Some may wish to note that the Social Science Research Network has released two election related papers by Kathy Dopp:

A Single Compactness Measure for Legislative Redistricting, May 31, 2011

Abstract:
Legislative districts in the 50 states are being redrawn following the completion of the 2010 United States census. Thirty-five states require that districts are compact, which is believed to make gerrymandering – designing legislative districts so as to advantage one political party – more difficult. There are now more than a dozen proposed competing numerical measures of the relative compactness of legislative districts. This article demonstrates that nine of the proposed measures of compactness do not reliably measure compactness. Pictorial counterexamples show that these nine proposed measures of area compactness assign the exact same value to shapes having visually distinct compactness levels. Next, this paper mathematically proves that all area-to-perimeter or area to square-of-perimeter measures (or their reciprocals or square roots) rank the compactness of any two sets of redistricting plans in the exact same order. Thus, these reliable proposed measures of district compactness are equivalent to the simplest such measure defined as the ratio of area to the square of the perimeter. An index of compactness is conceptually and computationally best when it has a maximum value of one (1) when the area is as compact as a circle, a minimum value approaching zero when the area’s perimeter is very large compared to its area, and provides a direct comparison of any two districts’ compactness regardless of district area size. This compactness measure is 4π times the ratio of the area of the district to the square-of-its-perimeter, known in mathematics as the isoperimetric quotient. This paper concludes by briefly setting the general context within which a compactness measure is applied to compare proposed district plans meeting other crucial considerations.

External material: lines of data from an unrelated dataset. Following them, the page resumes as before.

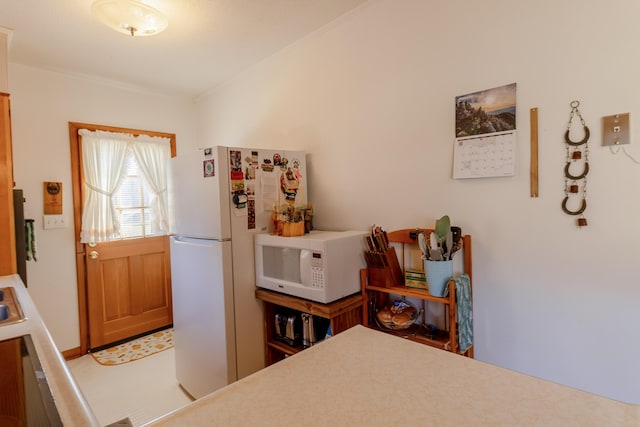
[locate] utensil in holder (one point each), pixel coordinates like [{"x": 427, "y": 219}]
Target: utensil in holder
[{"x": 384, "y": 269}]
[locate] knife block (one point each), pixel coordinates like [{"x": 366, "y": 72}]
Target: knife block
[{"x": 390, "y": 274}]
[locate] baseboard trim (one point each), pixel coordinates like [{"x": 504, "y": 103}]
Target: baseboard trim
[{"x": 72, "y": 353}]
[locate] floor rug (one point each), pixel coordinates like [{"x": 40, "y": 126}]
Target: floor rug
[{"x": 136, "y": 349}]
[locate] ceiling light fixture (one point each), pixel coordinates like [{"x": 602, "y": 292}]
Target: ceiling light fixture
[{"x": 130, "y": 17}]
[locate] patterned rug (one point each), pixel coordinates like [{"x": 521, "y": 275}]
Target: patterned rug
[{"x": 136, "y": 349}]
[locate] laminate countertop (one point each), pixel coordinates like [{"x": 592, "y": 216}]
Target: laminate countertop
[
  {"x": 71, "y": 405},
  {"x": 363, "y": 377}
]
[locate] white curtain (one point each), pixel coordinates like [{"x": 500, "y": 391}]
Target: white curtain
[
  {"x": 152, "y": 157},
  {"x": 103, "y": 157}
]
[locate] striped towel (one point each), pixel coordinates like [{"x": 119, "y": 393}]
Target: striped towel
[{"x": 465, "y": 312}]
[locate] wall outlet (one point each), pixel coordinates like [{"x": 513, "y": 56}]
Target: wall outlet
[
  {"x": 615, "y": 130},
  {"x": 54, "y": 221}
]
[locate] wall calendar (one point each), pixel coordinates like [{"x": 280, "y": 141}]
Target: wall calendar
[
  {"x": 485, "y": 156},
  {"x": 485, "y": 133}
]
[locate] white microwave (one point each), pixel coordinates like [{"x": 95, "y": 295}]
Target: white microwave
[{"x": 321, "y": 266}]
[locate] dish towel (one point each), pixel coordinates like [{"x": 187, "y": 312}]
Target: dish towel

Realities Mar Instant Runoff Voting Flaws and Benefits of IRV, June 5, 2011

Abstract:
After the United States' 2000 Presidential election, in which Ralph Nader’s candidacy caused G.W.Bush to win rather than Al Gore, a Maryland nonprofit organization led a movement to adopt the instant runoff voting (IRV) method of counting rank choice ballots. IRV was proposed to solve the spoiler effect in the case where a minor third candidate siphons off enough votes to cause the winner of an election to be the second most popular candidate. Presidential elections in 1844, 1848, 1884, 1912, and 2000 were likely not won by the most popular candidate. However, instant runoff voting does not have much academic support. This paper examines a list of IRV’s flaws and benefits, and concludes that IRV threatens the fairness, accuracy, timeliness, and economy of U.S. elections. Scholars have proposed several other alternative electoral methods that preserve existing voter rights and improve upon the plurality method. What features should we look for in an alternative electoral method?